Recycling contributes to South Island export success
Bouquets of beautiful lilies and work-scared plastic materials handling crates would seemingly have nothing in common.
Don’t bet on it!
Anyone who knows us at Viscount Plastics New Zealand will confirm the lengths we go to ensure our products are capable of being ground up for recycling as raw material for plastic moulding and extrusion.
Over recent years some 150 tonnes of ground up out of service plastic materials handling crates and other of our products have been making a key contribution to what is perhaps best described as a blooming export success for New Zealand.
Largely as a result of investment and encouragement by the Dutch company, Van Zanten, the South Island communities of Rakaia and Gore (Tapanui) are benefiting enormously from bulb propagation for export to flower growers in Japan and Europe.
Mainly lilies and tulips, the bulbs travel in specially designed crates which for the past five years have been moulded out of recycled plastic in our Christchurch plant.
Prior to Viscount Plastics involvement, bulb crates were shipped in from overseas.
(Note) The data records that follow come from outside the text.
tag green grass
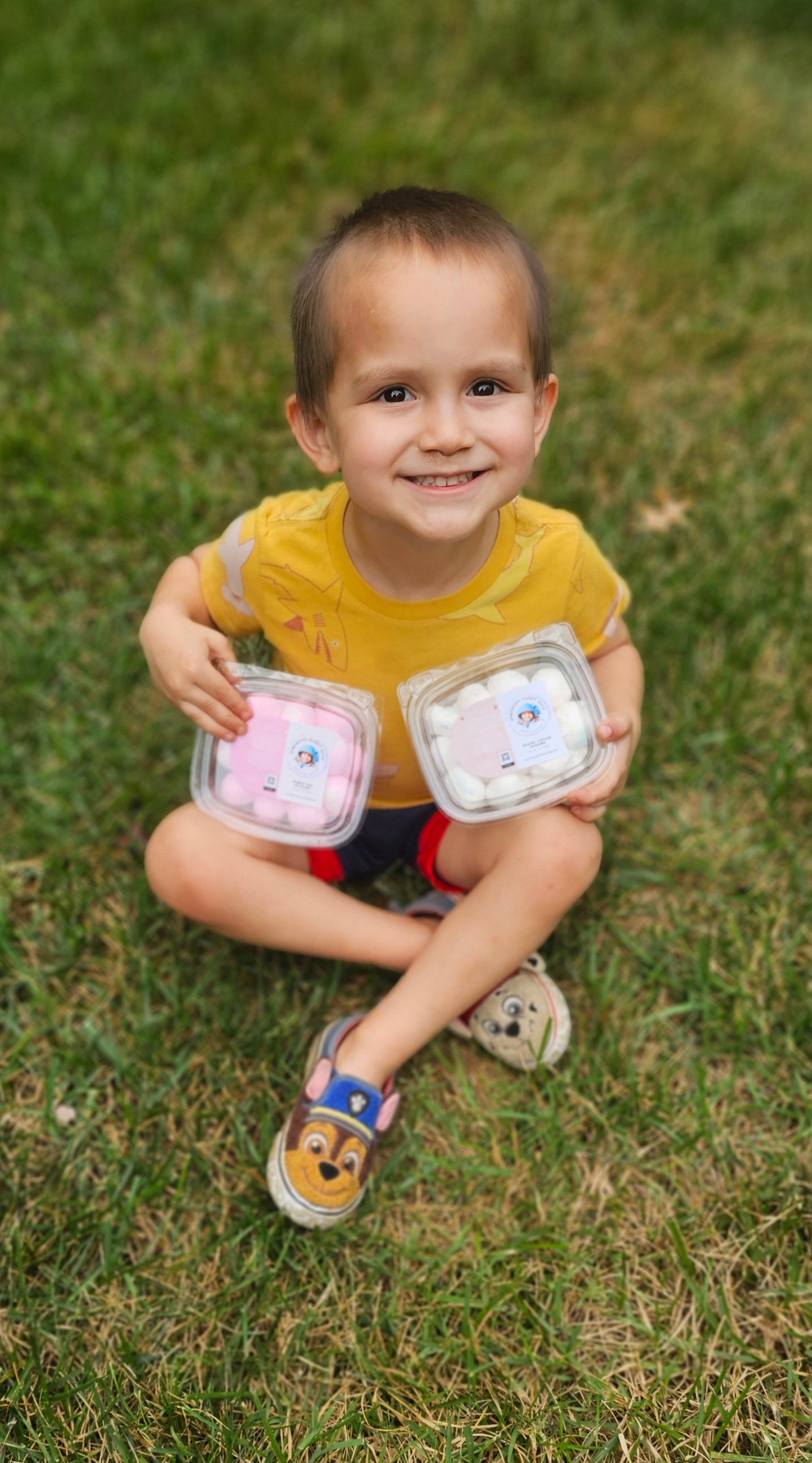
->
[0,0,812,1463]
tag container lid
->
[190,664,378,848]
[398,623,615,824]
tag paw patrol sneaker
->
[267,1014,401,1229]
[448,955,570,1072]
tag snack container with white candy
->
[192,664,379,848]
[398,625,613,824]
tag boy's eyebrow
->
[351,355,528,388]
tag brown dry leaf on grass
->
[638,487,691,534]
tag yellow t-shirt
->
[202,483,629,807]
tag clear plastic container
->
[192,666,379,848]
[398,625,615,824]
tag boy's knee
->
[528,807,603,897]
[143,807,197,914]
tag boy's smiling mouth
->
[404,467,489,487]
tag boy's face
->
[288,249,557,541]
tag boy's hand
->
[140,604,252,742]
[565,711,641,822]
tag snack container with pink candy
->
[192,666,379,848]
[398,623,613,824]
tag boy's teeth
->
[412,472,475,487]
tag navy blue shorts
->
[307,803,462,894]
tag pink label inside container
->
[231,708,335,807]
[451,682,566,780]
[276,721,335,807]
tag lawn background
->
[0,0,812,1463]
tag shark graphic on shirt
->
[220,513,256,620]
[442,525,547,625]
[260,563,347,670]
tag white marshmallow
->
[486,670,527,697]
[434,736,460,773]
[448,764,486,807]
[556,701,588,751]
[484,773,530,803]
[456,680,490,711]
[533,661,572,710]
[429,707,460,736]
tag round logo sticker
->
[290,737,326,777]
[511,697,550,734]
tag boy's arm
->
[566,620,642,822]
[139,544,252,742]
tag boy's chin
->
[408,503,502,544]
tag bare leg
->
[337,807,601,1087]
[146,803,433,977]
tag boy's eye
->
[375,386,414,407]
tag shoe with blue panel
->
[267,1014,400,1229]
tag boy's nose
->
[417,403,477,457]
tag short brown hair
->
[291,187,553,420]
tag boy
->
[142,189,642,1227]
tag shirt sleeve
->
[565,528,632,656]
[201,508,262,636]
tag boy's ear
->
[533,373,559,452]
[285,395,341,472]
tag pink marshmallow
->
[329,736,352,777]
[350,742,369,783]
[325,777,350,818]
[220,773,252,806]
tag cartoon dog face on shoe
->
[285,1118,369,1208]
[284,1058,400,1214]
[470,970,550,1072]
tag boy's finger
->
[179,701,244,742]
[569,803,607,822]
[186,685,249,736]
[597,711,632,742]
[199,664,253,721]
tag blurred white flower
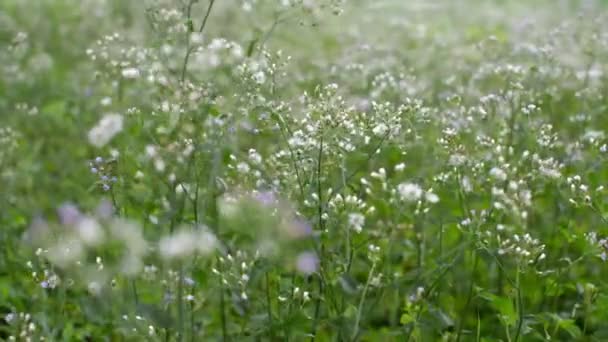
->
[89,114,123,147]
[158,229,217,259]
[348,213,365,233]
[76,217,105,246]
[121,68,139,79]
[296,252,319,275]
[397,183,423,202]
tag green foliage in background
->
[0,0,608,342]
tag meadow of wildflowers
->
[0,0,608,342]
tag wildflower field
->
[0,0,608,342]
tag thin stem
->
[265,271,274,339]
[456,250,479,342]
[180,0,215,83]
[515,264,524,342]
[351,262,376,341]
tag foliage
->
[0,0,608,341]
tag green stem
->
[351,262,376,341]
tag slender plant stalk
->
[351,262,376,341]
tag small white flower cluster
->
[498,233,547,266]
[88,114,123,148]
[158,227,218,260]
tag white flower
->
[89,114,123,147]
[395,163,405,172]
[372,123,388,137]
[121,68,139,79]
[490,167,507,182]
[76,217,105,246]
[424,191,439,203]
[397,183,423,202]
[159,229,217,259]
[253,71,266,84]
[348,213,365,233]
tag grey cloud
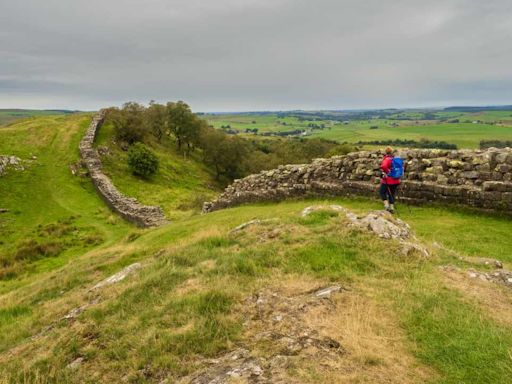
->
[0,0,512,110]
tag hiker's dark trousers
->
[379,184,399,204]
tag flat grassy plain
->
[0,114,512,384]
[205,111,512,148]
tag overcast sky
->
[0,0,512,111]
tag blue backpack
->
[388,157,404,179]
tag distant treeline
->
[480,140,512,149]
[444,105,512,112]
[357,139,457,149]
[107,101,355,181]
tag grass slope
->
[0,115,512,383]
[96,124,221,220]
[0,109,72,127]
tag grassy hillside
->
[96,120,221,219]
[0,109,72,127]
[0,115,512,383]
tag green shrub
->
[128,143,158,177]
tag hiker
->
[380,147,404,213]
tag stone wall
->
[80,111,167,227]
[203,148,512,213]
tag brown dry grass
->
[444,270,512,326]
[237,276,435,384]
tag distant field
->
[0,109,73,126]
[205,111,512,148]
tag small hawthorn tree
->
[128,143,158,178]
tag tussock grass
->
[0,115,512,383]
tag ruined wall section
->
[79,111,167,227]
[203,148,512,213]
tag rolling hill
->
[0,114,512,383]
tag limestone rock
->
[203,148,512,213]
[79,111,167,227]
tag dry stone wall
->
[80,111,167,227]
[203,148,512,213]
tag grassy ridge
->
[0,200,512,383]
[0,115,512,383]
[96,124,221,219]
[0,115,132,282]
[0,109,72,127]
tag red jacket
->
[380,155,400,185]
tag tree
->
[166,101,201,149]
[128,143,158,177]
[110,102,145,144]
[199,127,248,179]
[144,101,167,142]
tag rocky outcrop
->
[80,111,167,227]
[203,148,512,212]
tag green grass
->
[0,109,74,128]
[93,124,221,220]
[206,111,512,148]
[0,114,512,383]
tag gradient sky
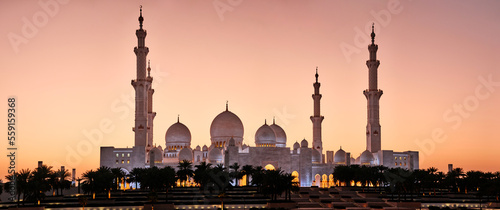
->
[0,0,500,178]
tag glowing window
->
[264,164,275,170]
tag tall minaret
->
[363,25,383,153]
[311,67,325,162]
[132,6,150,148]
[146,61,156,151]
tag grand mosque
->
[100,9,419,187]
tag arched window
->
[292,171,300,184]
[264,164,276,170]
[313,174,321,187]
[321,174,328,188]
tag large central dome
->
[210,106,243,147]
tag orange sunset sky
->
[0,0,500,178]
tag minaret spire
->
[311,67,325,162]
[363,25,383,153]
[314,66,319,83]
[148,60,151,78]
[139,5,144,30]
[132,6,150,161]
[371,23,375,45]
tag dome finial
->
[371,23,375,44]
[148,60,151,77]
[314,66,319,83]
[139,5,144,30]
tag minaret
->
[132,6,152,148]
[311,67,325,162]
[363,25,383,153]
[146,61,156,151]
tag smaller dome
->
[179,147,193,162]
[149,147,163,163]
[333,147,346,164]
[359,150,373,165]
[165,121,191,147]
[312,149,321,163]
[300,139,309,147]
[208,147,222,163]
[255,123,276,146]
[269,119,286,147]
[228,137,236,147]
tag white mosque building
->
[100,9,419,187]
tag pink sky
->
[0,0,500,178]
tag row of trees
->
[76,161,298,200]
[4,165,71,204]
[333,165,500,200]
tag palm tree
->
[333,165,354,186]
[82,166,114,199]
[111,167,125,190]
[78,169,97,198]
[446,168,465,192]
[193,162,212,190]
[207,164,231,195]
[128,168,143,189]
[250,166,265,191]
[280,173,299,201]
[160,166,176,202]
[177,160,194,186]
[54,169,71,195]
[29,165,52,204]
[4,169,31,206]
[229,163,243,186]
[241,165,254,186]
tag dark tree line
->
[3,165,71,205]
[333,165,500,200]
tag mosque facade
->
[100,9,419,187]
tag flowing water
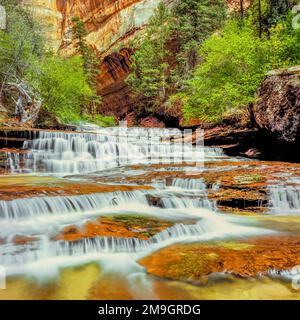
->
[0,126,300,299]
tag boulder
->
[253,66,300,144]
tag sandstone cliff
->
[20,0,248,122]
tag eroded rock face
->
[21,0,248,120]
[23,0,164,53]
[254,66,300,144]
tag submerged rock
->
[140,236,300,282]
[253,66,300,144]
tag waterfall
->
[171,178,207,191]
[0,217,272,272]
[5,126,224,174]
[0,191,148,223]
[0,124,270,280]
[268,185,300,215]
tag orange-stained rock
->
[140,236,300,281]
[54,215,173,241]
[0,176,152,200]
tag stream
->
[0,125,300,299]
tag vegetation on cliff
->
[127,0,225,112]
[0,0,113,125]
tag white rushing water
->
[8,127,224,174]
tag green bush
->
[181,12,300,122]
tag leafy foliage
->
[127,0,226,112]
[179,12,300,122]
[0,0,103,122]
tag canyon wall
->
[22,0,165,118]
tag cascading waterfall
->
[0,125,269,274]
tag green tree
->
[27,54,93,122]
[72,16,101,113]
[172,0,227,86]
[0,0,45,121]
[127,3,171,110]
[178,16,300,122]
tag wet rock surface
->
[253,66,300,144]
[54,215,183,241]
[140,236,300,282]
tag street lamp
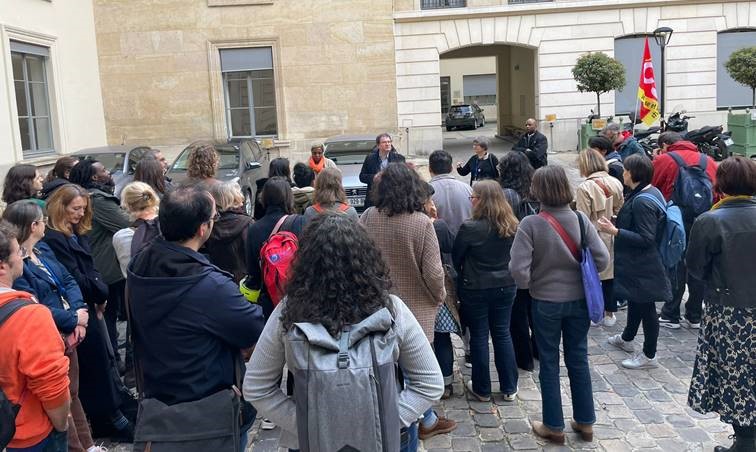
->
[654,27,672,121]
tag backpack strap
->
[538,210,583,262]
[591,179,612,199]
[268,215,291,240]
[0,298,34,326]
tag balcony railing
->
[420,0,467,9]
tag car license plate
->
[347,197,365,207]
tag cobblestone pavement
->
[239,306,732,452]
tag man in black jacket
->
[512,118,549,169]
[70,158,131,364]
[128,187,264,448]
[360,133,405,208]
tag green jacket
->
[89,188,131,284]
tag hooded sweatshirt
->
[0,290,70,448]
[128,238,264,405]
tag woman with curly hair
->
[305,168,359,221]
[243,214,443,450]
[360,163,457,439]
[186,144,220,186]
[499,152,540,372]
[3,164,45,207]
[134,154,168,198]
[452,180,518,402]
[39,155,79,200]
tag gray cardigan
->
[242,295,444,449]
[509,205,609,302]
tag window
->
[717,28,756,109]
[462,74,496,105]
[420,0,467,9]
[614,35,661,115]
[220,47,278,138]
[10,41,54,157]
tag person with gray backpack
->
[243,213,444,452]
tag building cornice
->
[394,0,737,23]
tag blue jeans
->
[459,286,517,396]
[533,299,596,431]
[433,331,454,385]
[5,429,68,452]
[399,422,418,452]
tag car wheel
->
[244,190,255,217]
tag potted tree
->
[572,52,625,148]
[725,46,756,157]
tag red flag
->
[638,37,659,125]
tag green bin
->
[727,113,756,158]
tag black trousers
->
[601,279,617,312]
[105,279,126,361]
[509,289,538,371]
[622,301,659,358]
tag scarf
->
[711,195,753,210]
[309,157,325,174]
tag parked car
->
[166,139,270,215]
[324,134,378,212]
[444,104,486,130]
[72,145,150,195]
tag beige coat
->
[360,207,446,343]
[575,171,625,281]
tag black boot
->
[714,425,756,452]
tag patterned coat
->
[360,207,446,342]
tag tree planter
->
[727,113,756,157]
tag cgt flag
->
[638,37,659,125]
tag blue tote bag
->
[538,211,604,323]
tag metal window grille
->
[420,0,467,9]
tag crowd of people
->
[0,127,756,452]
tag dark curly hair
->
[499,151,535,200]
[372,163,428,217]
[281,213,395,336]
[3,164,37,204]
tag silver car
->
[324,134,378,212]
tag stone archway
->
[395,16,543,154]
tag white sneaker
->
[607,334,635,353]
[622,352,659,369]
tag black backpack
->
[669,152,714,227]
[0,299,34,450]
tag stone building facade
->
[94,0,756,158]
[0,0,106,176]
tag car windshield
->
[325,140,375,165]
[79,152,126,173]
[449,105,472,113]
[173,147,239,171]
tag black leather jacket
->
[452,220,515,290]
[685,197,756,308]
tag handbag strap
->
[538,210,582,262]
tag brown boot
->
[417,416,457,439]
[570,420,593,443]
[533,421,564,444]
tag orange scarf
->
[310,157,325,174]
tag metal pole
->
[659,42,667,120]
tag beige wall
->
[394,0,756,150]
[0,0,105,174]
[441,57,497,122]
[95,0,397,162]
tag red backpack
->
[260,215,299,306]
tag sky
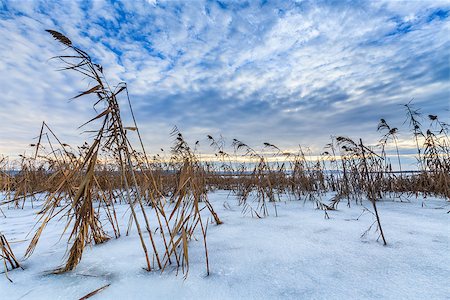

However, such was the rate of industry growth that costs of importing these non-stacking bulb crates in the quantities required was approaching non-viable.
Somewhat fortuitously for bulb propagators, flower growers and consumers alike, a Van Zanten representative quite literally dropped by our Christchurch plant enquiring whether Viscount Plastics was capable of moulding plant crates. Sales Manager, David Rhodes, recalls he had no hesitation replying ‘of course!‘.
Manufacture was originally shared with a company in Europe. The 5 tonne mould owned by a German firm spent a number of years travelling back and forth across the hemispheres. Currently it is kept permanently at our Christchurch plant.
David Rhodes is keen to point out that the recycling story doesn’t stop just with the moulding of the bulb crates. He says that on reaching destinations the crates are thoroughly cleaned for re-use by bulb growers in Europe and Japan. At the end of each year’s growing season bulb crates are collected and ground up as raw material for use by plastics manufacturers in Japan and Europe.